PUBLISHED: 09:54 30 November 2016 | UPDATED: 09:54 30 November 2016

Opening of council Fleet Services at Dickerson Industrial Estate Waterbeach following their move from Mill Road. Picture: Keith Heppell

Opening of council Fleet Services at Dickerson Industrial Estate Waterbeach following their move from Mill Road. Picture: Keith Heppell

Iliffe Media Ltd

A new four-year funding deal will allow Cambridge City Council greater freedom to run its finances.

The deal, which runs until 2020, breaks the practice of councils being told by the Government about their funding for the upcoming financial year each winter. While the new deal will leave city finances poorer, the council will be more financially independent, it says.

A five-point plan has been put together to show government there is a clear plan for the future.

Cllr Richard Robertson, executive councillor for finance and resources, said: “Multi-year planning is essential given the challenges of a rapidly growing city, devolution opportunities and the need to transform our delivery of services.

“Major uncertainty factors following the Brexit vote will have significant impacts on our city’s prosperity and international economy so having certainty 
from this four-year settlement is 
very welcome.”

The council’s five-point plan involves developing its own businesses, one of which is the new Fleet Services at Waterbeach.
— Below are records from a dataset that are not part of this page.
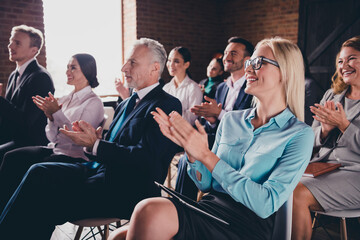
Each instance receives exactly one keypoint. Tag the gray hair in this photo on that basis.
(157, 49)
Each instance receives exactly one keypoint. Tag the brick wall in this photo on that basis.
(259, 19)
(203, 26)
(191, 24)
(12, 13)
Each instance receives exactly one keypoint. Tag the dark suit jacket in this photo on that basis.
(140, 153)
(218, 80)
(20, 120)
(243, 101)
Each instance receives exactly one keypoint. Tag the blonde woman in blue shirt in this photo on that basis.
(258, 157)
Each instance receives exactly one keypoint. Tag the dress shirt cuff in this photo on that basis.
(220, 168)
(221, 114)
(94, 150)
(194, 165)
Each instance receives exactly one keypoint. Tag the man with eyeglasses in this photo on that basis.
(230, 95)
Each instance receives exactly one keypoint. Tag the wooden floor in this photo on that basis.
(68, 230)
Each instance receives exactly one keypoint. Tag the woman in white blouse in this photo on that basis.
(81, 104)
(181, 85)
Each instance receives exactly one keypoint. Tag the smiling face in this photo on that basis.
(176, 65)
(19, 48)
(265, 82)
(348, 66)
(214, 69)
(139, 69)
(74, 74)
(234, 57)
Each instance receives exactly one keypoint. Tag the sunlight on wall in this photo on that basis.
(83, 26)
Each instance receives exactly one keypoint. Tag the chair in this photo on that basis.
(353, 213)
(96, 223)
(283, 221)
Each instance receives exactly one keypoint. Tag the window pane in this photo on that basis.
(83, 26)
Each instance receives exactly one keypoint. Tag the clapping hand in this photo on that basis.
(178, 130)
(121, 89)
(82, 134)
(49, 105)
(330, 116)
(207, 109)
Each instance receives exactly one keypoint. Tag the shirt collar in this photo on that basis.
(22, 68)
(184, 82)
(144, 91)
(280, 119)
(237, 85)
(82, 93)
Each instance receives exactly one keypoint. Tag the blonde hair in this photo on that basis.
(291, 64)
(338, 85)
(36, 36)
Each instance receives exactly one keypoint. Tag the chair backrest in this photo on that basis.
(283, 221)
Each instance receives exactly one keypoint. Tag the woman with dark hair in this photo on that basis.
(258, 158)
(181, 85)
(214, 73)
(81, 104)
(337, 139)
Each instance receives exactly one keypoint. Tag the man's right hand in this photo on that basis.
(207, 109)
(121, 89)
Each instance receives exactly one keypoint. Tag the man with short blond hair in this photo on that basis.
(21, 122)
(133, 155)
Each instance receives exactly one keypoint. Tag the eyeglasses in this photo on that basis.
(256, 63)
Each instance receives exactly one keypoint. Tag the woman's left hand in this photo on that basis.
(193, 141)
(49, 105)
(329, 115)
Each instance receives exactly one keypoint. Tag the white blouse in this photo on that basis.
(189, 94)
(82, 105)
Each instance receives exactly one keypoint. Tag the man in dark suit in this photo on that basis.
(132, 156)
(230, 95)
(21, 122)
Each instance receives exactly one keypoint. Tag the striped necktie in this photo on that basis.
(129, 107)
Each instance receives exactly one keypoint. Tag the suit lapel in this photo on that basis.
(240, 97)
(9, 93)
(224, 95)
(24, 77)
(141, 105)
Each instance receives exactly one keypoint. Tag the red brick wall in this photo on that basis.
(12, 13)
(191, 24)
(259, 19)
(203, 26)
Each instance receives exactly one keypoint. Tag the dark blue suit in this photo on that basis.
(243, 101)
(184, 184)
(53, 193)
(22, 123)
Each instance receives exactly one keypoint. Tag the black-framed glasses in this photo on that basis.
(256, 63)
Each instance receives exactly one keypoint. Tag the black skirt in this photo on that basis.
(244, 223)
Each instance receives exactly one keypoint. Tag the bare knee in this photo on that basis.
(304, 198)
(154, 218)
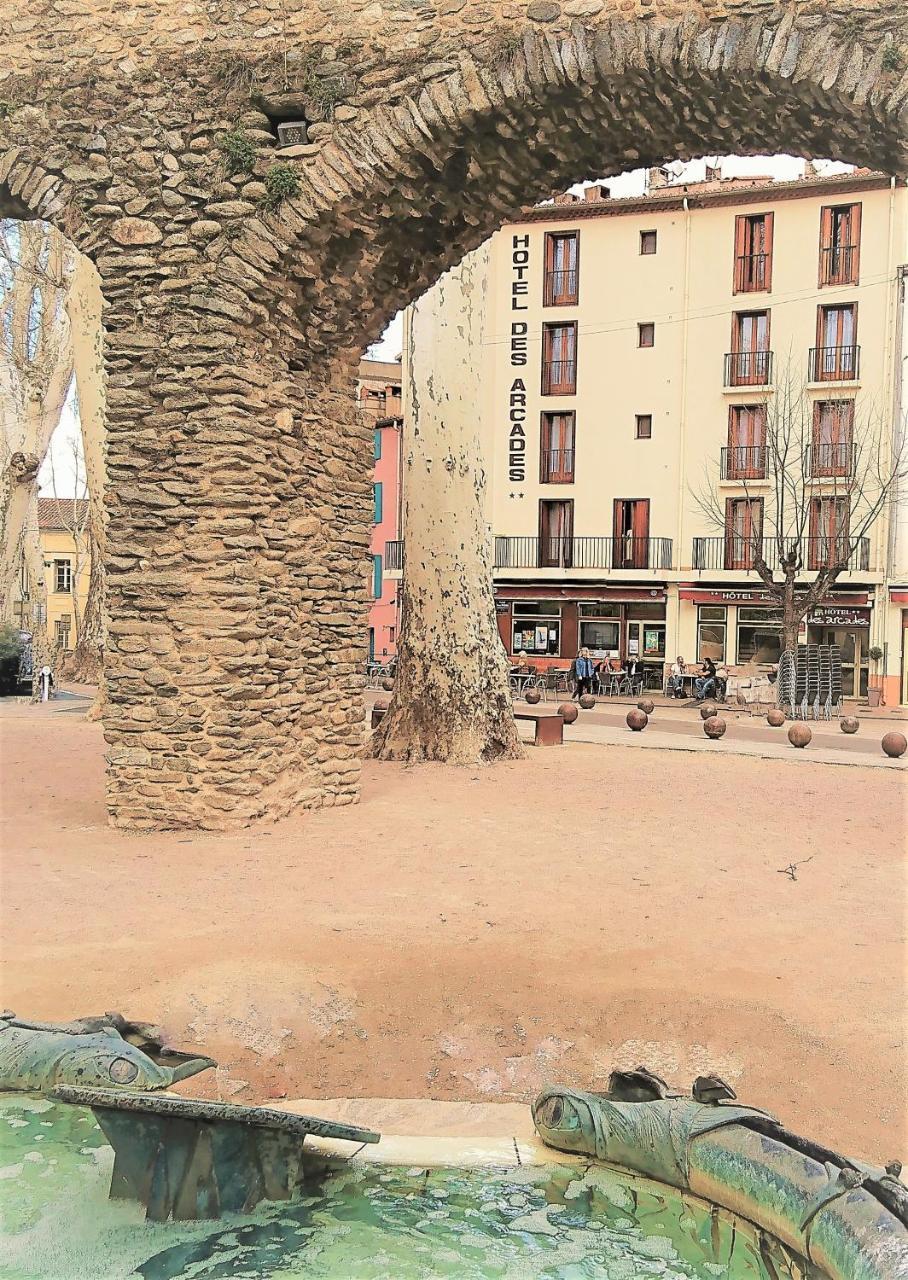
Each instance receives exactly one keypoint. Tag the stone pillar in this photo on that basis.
(238, 525)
This new garage will maintain the council’s fleet of vehicles, including the shared service refuse collection lorries, and will also provide MOT testing, services and repairs for the general public. The new station was opened at Dickerson Industrial Estate, Waterbeach, by Cllr Peter Roberts, corporate project manager Fran Barratt and commercial manager Dave Cox.

The business moves from the previous depot in Mill Road. This, and the surrounding buildings which are between Kingston Street and the railway, are proposed to become 167 new homes.

Housing investments and better capital investments are also part of the five-point plan. Already £50m has been freed up to buy more commercial property for the council.

The overall plan will also aim to transform the way the council delivers services and seek to share services with neighbouring councils where possible.

The number of council offices is being reduced, including the sale of Hobson House on St Andrew’s Street.

Finally, the plan will seek to challenge the council’s capital programme to reduce capital commitments by more than £10m and ensure schemes are well planned and delivered in a timely way.